In the interim, this has given some momentum to Taiwan to expand its presence in Europe. Although it is only formally recognized by the Vatican, it has the appeal of a decent human rights record and a strategically strong technology sector. Taiwan’s absence from the World Health Assembly during the pandemic has also brought renewed attention to how the democratic island has been squeezed from almost all diplomatic space by China.
“Taiwan has been increasing its outreach to Europe for a while now, as the sentiment vis-a-vis China in Europe is changing and Europe’s role in the emerging conflicts with China in the trade and economic as well as tech space are becoming much more pronounced,” said Janka Oertel, Director of the Asia Program at the European Council on Foreign Relations. “Additionally, the developments in Hong Kong have put the situation of Taiwan on the map differently for many European states.”

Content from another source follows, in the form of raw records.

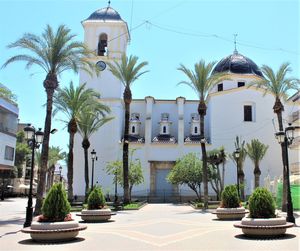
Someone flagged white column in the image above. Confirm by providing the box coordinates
[145,96,154,145]
[176,97,185,145]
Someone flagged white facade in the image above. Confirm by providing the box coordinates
[0,91,19,170]
[74,5,299,198]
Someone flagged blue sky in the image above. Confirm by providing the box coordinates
[0,0,300,155]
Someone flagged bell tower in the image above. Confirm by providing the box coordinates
[80,2,130,99]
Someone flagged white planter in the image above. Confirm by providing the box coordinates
[76,208,114,222]
[22,221,87,242]
[213,207,248,220]
[234,217,294,237]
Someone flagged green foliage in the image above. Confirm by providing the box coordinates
[246,139,269,165]
[167,153,202,200]
[249,187,275,218]
[0,83,17,103]
[107,54,148,88]
[42,183,71,221]
[221,185,240,208]
[87,187,106,210]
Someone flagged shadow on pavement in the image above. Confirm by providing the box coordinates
[0,230,21,238]
[79,220,115,225]
[234,234,296,241]
[18,237,85,246]
[0,218,25,226]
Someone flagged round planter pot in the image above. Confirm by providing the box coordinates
[76,208,115,222]
[234,217,294,237]
[22,221,87,242]
[213,207,248,220]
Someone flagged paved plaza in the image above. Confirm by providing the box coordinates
[0,198,300,251]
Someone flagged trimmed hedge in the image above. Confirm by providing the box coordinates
[87,187,106,210]
[42,183,71,221]
[221,185,240,208]
[249,187,276,218]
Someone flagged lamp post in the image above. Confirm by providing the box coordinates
[59,166,62,182]
[233,148,240,199]
[275,124,300,223]
[24,124,44,227]
[114,169,118,204]
[91,149,97,190]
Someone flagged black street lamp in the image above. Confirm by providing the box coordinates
[233,148,240,199]
[59,166,62,182]
[24,124,44,227]
[91,149,98,190]
[114,169,118,204]
[275,125,300,223]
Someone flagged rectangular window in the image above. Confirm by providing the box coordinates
[238,82,245,87]
[244,105,253,121]
[4,146,15,160]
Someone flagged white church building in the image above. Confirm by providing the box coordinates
[74,7,299,200]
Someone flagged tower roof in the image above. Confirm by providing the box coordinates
[85,6,123,21]
[212,50,263,77]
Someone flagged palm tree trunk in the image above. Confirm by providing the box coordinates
[123,87,132,204]
[34,73,58,215]
[254,163,261,188]
[82,138,90,199]
[273,97,289,212]
[67,118,77,201]
[198,99,208,209]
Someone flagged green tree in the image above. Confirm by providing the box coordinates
[15,131,31,173]
[207,147,226,200]
[0,83,17,103]
[178,60,226,209]
[78,107,113,196]
[106,149,144,202]
[53,82,110,201]
[246,139,269,188]
[249,63,300,211]
[107,54,148,204]
[2,25,96,214]
[229,136,247,200]
[42,183,71,222]
[167,153,203,201]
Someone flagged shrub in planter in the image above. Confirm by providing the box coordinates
[22,183,86,242]
[214,185,247,220]
[87,187,106,210]
[76,187,114,222]
[234,187,294,237]
[221,185,240,208]
[39,183,71,222]
[249,187,275,218]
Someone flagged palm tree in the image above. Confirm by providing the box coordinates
[229,136,247,200]
[246,139,269,188]
[107,54,148,204]
[53,82,110,201]
[78,109,113,198]
[2,25,95,214]
[249,63,300,211]
[178,60,226,209]
[46,146,66,190]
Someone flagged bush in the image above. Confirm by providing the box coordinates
[87,187,106,210]
[221,185,240,208]
[42,183,71,221]
[249,187,275,218]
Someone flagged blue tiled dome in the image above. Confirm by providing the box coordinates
[213,52,263,77]
[86,7,123,21]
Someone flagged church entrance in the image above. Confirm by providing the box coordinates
[149,161,178,202]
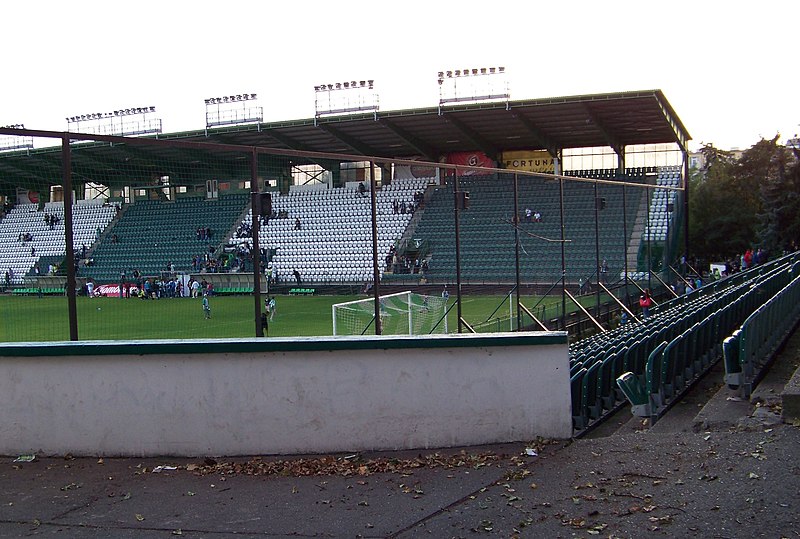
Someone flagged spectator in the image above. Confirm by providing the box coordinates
[639,288,653,318]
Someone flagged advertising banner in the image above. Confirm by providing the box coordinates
[447,152,497,176]
[394,165,436,180]
[17,187,39,204]
[503,150,556,174]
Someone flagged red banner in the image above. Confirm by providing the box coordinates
[92,283,139,298]
[447,152,497,176]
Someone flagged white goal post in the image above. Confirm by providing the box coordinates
[333,291,447,335]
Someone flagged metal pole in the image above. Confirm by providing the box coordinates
[644,180,653,292]
[250,148,264,337]
[369,161,383,335]
[61,136,78,341]
[594,182,600,318]
[509,172,522,330]
[558,178,567,330]
[622,183,631,304]
[681,148,689,262]
[453,168,463,333]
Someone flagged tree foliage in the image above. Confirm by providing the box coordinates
[689,136,800,260]
[759,142,800,252]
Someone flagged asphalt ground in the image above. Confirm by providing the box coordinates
[0,335,800,539]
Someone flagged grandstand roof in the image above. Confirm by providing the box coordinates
[0,90,691,192]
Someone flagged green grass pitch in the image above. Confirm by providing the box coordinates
[0,296,576,342]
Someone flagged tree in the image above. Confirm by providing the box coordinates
[689,144,760,260]
[689,135,800,260]
[759,140,800,252]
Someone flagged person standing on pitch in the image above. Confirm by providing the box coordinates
[203,292,211,320]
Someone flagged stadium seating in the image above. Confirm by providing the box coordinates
[414,175,644,283]
[0,200,117,286]
[232,179,431,284]
[81,194,249,283]
[608,254,800,428]
[723,263,800,397]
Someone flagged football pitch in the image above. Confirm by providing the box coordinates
[0,296,576,342]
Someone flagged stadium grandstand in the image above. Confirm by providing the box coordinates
[0,86,798,442]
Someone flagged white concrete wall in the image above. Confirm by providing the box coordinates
[0,333,572,456]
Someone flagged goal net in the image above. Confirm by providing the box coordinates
[333,292,447,335]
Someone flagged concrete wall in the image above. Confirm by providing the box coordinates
[0,333,572,456]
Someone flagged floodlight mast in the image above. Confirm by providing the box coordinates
[66,106,163,137]
[314,79,379,123]
[205,93,264,129]
[437,67,511,115]
[0,124,33,152]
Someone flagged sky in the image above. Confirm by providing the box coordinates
[0,0,800,150]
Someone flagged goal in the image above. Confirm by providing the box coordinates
[333,291,447,335]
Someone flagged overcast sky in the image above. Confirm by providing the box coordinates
[0,0,800,153]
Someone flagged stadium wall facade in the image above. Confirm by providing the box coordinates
[0,332,572,456]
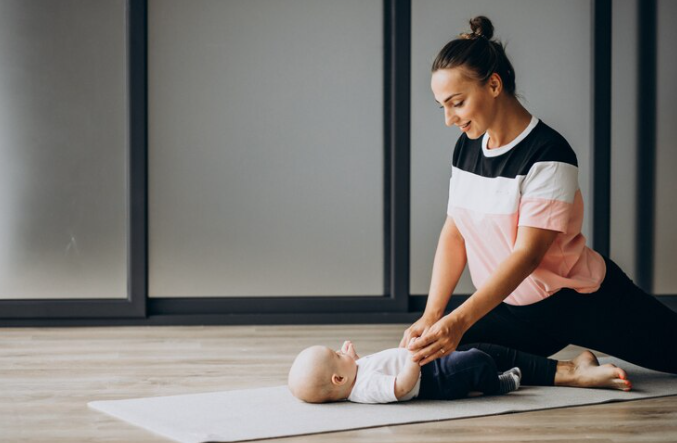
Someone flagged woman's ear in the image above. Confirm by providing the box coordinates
[331,374,348,386]
[487,72,503,98]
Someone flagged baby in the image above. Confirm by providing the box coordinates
[288,341,522,403]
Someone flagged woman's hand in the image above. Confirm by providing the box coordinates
[400,314,440,348]
[409,313,465,366]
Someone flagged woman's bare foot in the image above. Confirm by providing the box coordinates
[555,351,632,391]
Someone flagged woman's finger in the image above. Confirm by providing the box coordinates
[409,331,437,352]
[399,329,409,348]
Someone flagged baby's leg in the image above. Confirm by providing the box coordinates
[419,349,500,400]
[452,343,557,386]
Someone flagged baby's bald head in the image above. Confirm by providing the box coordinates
[287,346,340,403]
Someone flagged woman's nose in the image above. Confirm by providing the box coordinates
[444,109,456,126]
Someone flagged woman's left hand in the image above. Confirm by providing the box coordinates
[408,313,465,366]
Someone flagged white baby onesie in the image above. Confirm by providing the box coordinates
[348,348,421,403]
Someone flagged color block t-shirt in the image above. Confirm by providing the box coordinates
[447,117,606,305]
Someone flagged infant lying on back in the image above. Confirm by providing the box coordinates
[288,341,522,403]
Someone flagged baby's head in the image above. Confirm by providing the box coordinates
[288,346,357,403]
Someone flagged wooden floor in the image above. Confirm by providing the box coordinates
[0,325,677,443]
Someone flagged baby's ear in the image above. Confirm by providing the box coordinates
[331,374,348,386]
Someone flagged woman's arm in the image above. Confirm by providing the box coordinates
[409,226,558,365]
[400,216,467,347]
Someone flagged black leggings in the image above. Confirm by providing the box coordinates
[459,258,677,377]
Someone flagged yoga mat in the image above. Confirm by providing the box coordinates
[89,358,677,443]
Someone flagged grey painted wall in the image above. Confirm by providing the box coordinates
[0,0,677,299]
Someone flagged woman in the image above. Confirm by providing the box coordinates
[400,17,677,385]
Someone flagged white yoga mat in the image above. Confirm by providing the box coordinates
[89,358,677,443]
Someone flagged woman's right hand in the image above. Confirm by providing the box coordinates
[400,314,441,348]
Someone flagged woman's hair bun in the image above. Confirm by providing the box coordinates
[461,15,494,40]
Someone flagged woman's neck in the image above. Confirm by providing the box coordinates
[487,97,531,149]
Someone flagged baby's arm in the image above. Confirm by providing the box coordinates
[395,352,421,400]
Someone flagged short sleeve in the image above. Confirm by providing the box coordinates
[518,161,578,233]
[348,372,397,403]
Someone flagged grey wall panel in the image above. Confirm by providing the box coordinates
[610,0,638,278]
[149,0,384,297]
[411,0,592,294]
[656,0,677,295]
[0,0,128,299]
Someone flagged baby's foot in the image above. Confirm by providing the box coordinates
[555,351,632,391]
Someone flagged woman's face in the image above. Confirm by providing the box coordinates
[430,68,498,139]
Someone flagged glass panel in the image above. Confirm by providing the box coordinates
[609,0,639,278]
[411,0,592,294]
[149,0,384,297]
[0,0,128,299]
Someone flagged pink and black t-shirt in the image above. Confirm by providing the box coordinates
[447,117,606,305]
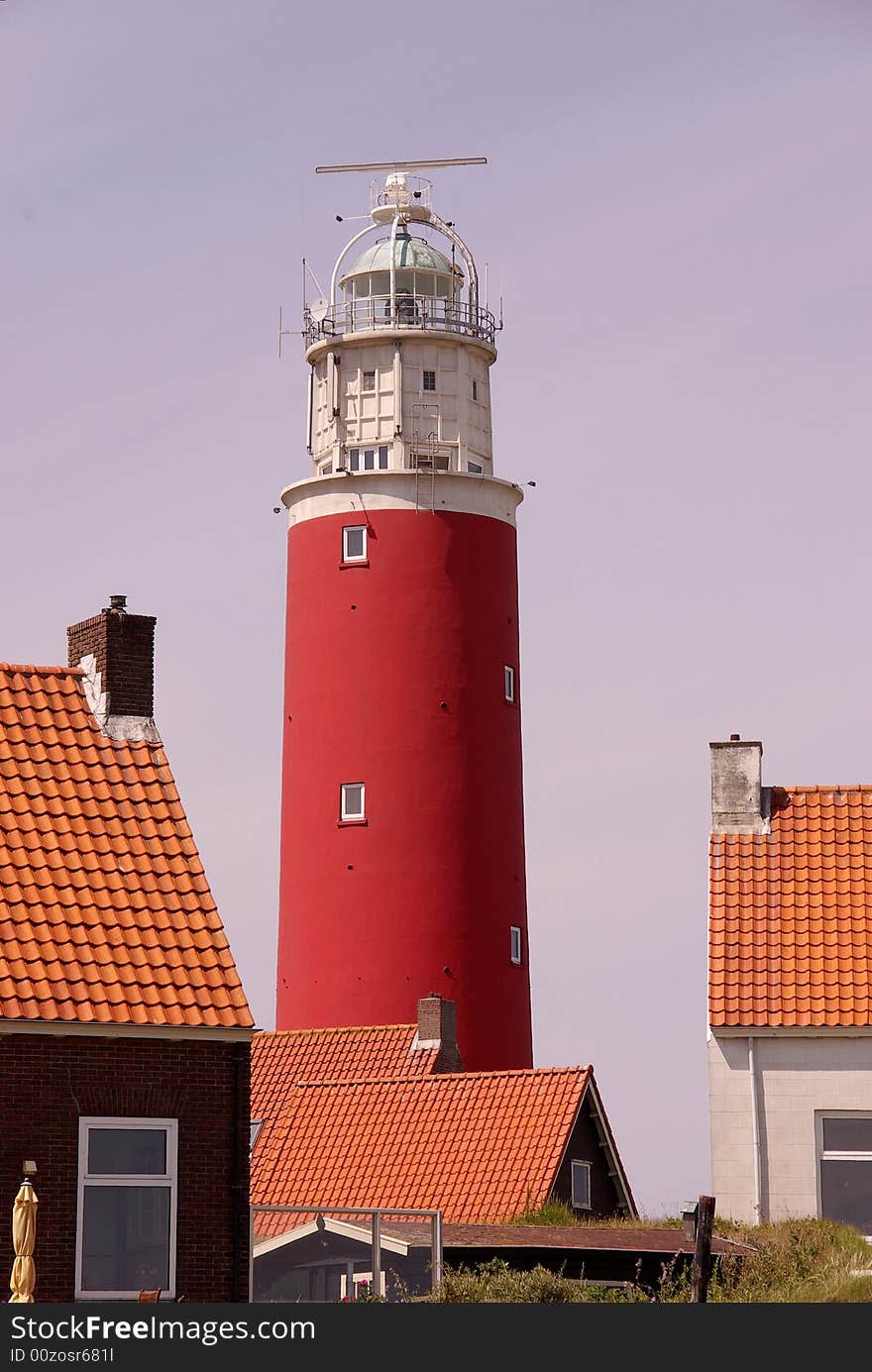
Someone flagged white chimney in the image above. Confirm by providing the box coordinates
[708,734,769,834]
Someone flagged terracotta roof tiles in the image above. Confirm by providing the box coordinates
[708,787,872,1027]
[0,664,253,1029]
[252,1068,592,1236]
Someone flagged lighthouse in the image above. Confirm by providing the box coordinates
[276,159,533,1070]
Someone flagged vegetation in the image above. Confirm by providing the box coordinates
[421,1206,872,1304]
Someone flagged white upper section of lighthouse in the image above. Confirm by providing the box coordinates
[303,159,497,477]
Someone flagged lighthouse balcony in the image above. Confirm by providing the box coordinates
[303,292,497,347]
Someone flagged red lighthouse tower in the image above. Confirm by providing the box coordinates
[276,159,533,1070]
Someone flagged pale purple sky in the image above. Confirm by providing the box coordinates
[0,0,872,1214]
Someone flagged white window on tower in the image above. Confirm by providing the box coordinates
[339,781,366,819]
[573,1158,591,1211]
[75,1116,178,1301]
[342,524,367,563]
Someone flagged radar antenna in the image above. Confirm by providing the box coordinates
[314,158,488,171]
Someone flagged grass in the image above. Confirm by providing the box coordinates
[423,1204,872,1305]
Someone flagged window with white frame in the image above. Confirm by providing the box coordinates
[349,443,387,472]
[508,924,520,963]
[818,1111,872,1236]
[342,524,367,563]
[75,1116,178,1301]
[572,1159,591,1211]
[339,781,366,819]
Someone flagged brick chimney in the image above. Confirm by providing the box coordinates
[67,595,158,742]
[708,734,769,834]
[412,995,463,1072]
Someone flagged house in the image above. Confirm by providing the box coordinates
[254,1214,751,1301]
[252,997,636,1300]
[708,734,872,1235]
[0,596,253,1302]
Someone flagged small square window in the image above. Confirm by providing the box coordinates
[339,781,364,819]
[342,524,367,563]
[573,1159,591,1211]
[508,924,520,965]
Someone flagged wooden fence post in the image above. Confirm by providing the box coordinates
[691,1197,714,1301]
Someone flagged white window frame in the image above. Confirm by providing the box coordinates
[339,781,367,820]
[75,1115,178,1301]
[348,443,390,472]
[815,1109,872,1241]
[508,924,523,967]
[342,524,367,563]
[339,1268,387,1301]
[570,1158,594,1211]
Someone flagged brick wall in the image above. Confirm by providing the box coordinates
[0,1034,250,1301]
[67,609,156,719]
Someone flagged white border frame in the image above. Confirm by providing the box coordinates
[815,1108,872,1241]
[342,524,367,563]
[508,924,523,967]
[339,781,367,822]
[570,1158,594,1211]
[75,1115,178,1301]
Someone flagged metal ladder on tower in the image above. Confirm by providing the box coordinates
[415,431,437,514]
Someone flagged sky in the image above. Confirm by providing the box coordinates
[0,0,872,1215]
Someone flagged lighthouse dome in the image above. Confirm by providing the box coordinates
[342,233,459,284]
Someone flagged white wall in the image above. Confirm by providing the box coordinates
[708,1034,872,1223]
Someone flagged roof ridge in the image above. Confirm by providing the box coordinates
[295,1063,594,1088]
[770,781,872,795]
[0,663,84,677]
[257,1022,417,1038]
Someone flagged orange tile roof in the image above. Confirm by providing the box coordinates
[252,1025,438,1124]
[708,787,872,1027]
[252,1068,592,1236]
[0,664,253,1029]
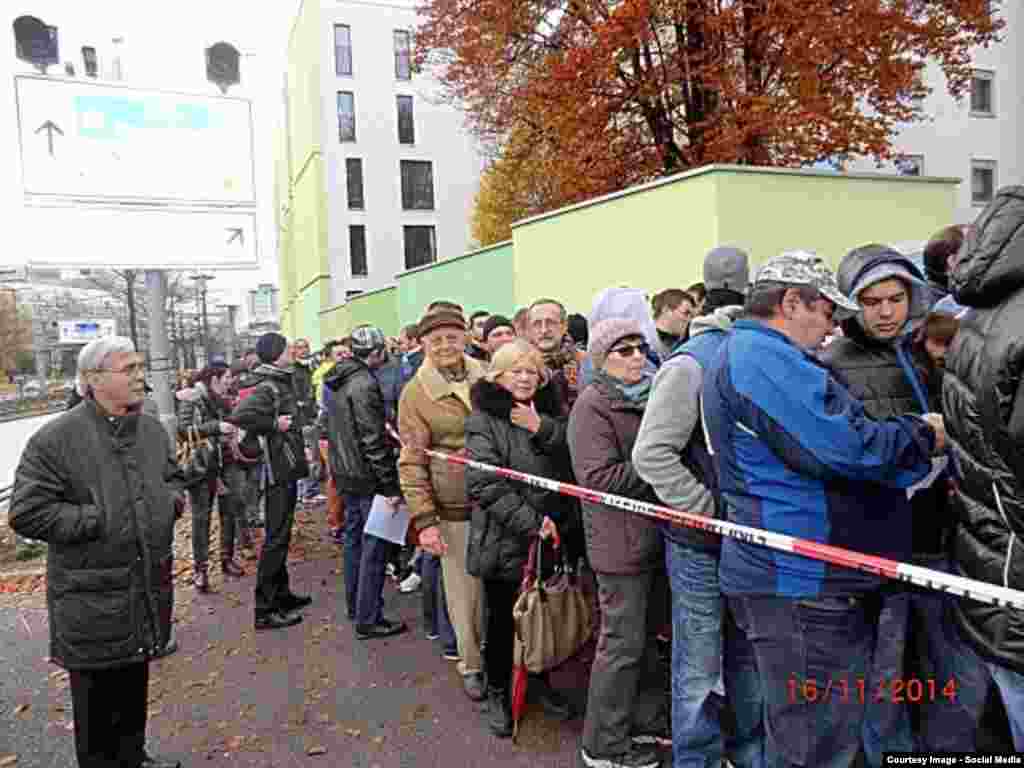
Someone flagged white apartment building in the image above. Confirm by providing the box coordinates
[321,0,484,303]
[848,0,1024,225]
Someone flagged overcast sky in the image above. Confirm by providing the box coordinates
[0,0,299,321]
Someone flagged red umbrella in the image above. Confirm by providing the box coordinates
[511,532,561,743]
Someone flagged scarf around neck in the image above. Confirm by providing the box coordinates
[595,371,654,408]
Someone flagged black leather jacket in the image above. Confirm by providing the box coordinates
[324,357,400,496]
[942,186,1024,674]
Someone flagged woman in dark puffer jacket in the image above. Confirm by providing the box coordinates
[466,340,574,738]
[178,366,249,592]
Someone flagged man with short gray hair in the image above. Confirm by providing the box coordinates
[10,336,180,768]
[701,251,945,768]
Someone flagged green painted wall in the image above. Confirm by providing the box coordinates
[512,166,959,313]
[348,286,400,336]
[512,174,718,314]
[397,243,516,327]
[716,168,956,266]
[275,0,330,343]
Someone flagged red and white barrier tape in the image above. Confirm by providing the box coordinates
[388,426,1024,610]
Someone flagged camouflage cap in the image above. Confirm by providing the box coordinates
[351,326,387,356]
[754,251,860,321]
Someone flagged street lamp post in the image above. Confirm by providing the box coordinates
[191,272,214,366]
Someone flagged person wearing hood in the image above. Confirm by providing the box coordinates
[820,245,986,766]
[324,326,407,640]
[650,288,696,359]
[568,317,669,768]
[922,225,965,316]
[942,186,1024,751]
[226,331,312,630]
[633,248,764,768]
[578,288,662,391]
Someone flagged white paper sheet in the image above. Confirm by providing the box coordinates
[906,456,949,499]
[362,496,409,544]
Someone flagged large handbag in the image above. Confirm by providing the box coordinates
[512,538,594,673]
[177,427,220,486]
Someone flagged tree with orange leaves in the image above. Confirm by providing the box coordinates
[417,0,1002,213]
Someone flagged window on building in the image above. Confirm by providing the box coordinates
[394,30,413,80]
[971,160,995,205]
[971,70,995,117]
[402,226,437,269]
[345,158,366,211]
[348,224,370,278]
[397,96,416,144]
[338,91,355,141]
[334,24,352,75]
[401,160,434,211]
[895,155,925,176]
[82,45,99,78]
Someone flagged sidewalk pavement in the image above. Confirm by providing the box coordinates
[0,550,586,768]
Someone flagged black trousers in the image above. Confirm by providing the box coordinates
[483,579,519,690]
[70,662,150,768]
[256,481,298,618]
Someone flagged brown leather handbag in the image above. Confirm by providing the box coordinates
[512,538,594,673]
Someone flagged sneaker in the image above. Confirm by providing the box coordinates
[398,572,423,595]
[580,746,662,768]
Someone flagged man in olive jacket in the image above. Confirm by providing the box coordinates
[10,336,180,768]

Some countries have also moved from “a very institutional approach to a more network approach” in their engagement with Taiwan, particularly with the exchange of medical supplies and vaccines during COVID-19, said Maaike Okano-Heijmans, a Senior Research Fellow at the Clingendael Institute in the Netherlands. She said Lithuania’s louder approach to China and Taiwan may be not only about its “value-based” foreign policy but also a nod to Brussels that it can still maintain independent domestic policies.
Lithuania and Taiwan, meanwhile, announced in July that Taipei’s new office in Vilnius would be named the somewhat provocative “Taiwan representative office” rather than the typical euphemism of a trade or cultural office.
“The significance is not in the ‘representative office’ bit, which is the normal wording chosen for Taiwan’s de facto embassies, but whether the name features as ‘Taipei’ or ‘Taiwan,’ which is obviously incredibly political and charged,” said Oertel. “For Lithuania to include the reference to Taiwan is a highly significant step and a clear affront to Beijing.”
While both are still far from resuming diplomatic ties, there has been domestic discussion of whether Taiwan will see its “Iceland moment,” a reference to March 1990 when the tiny Nordic nation recognized an independent Lithuania in the midst of its violent breakup with the Soviet Union. It was, notably, the first of the fifteen Soviet republics to do so.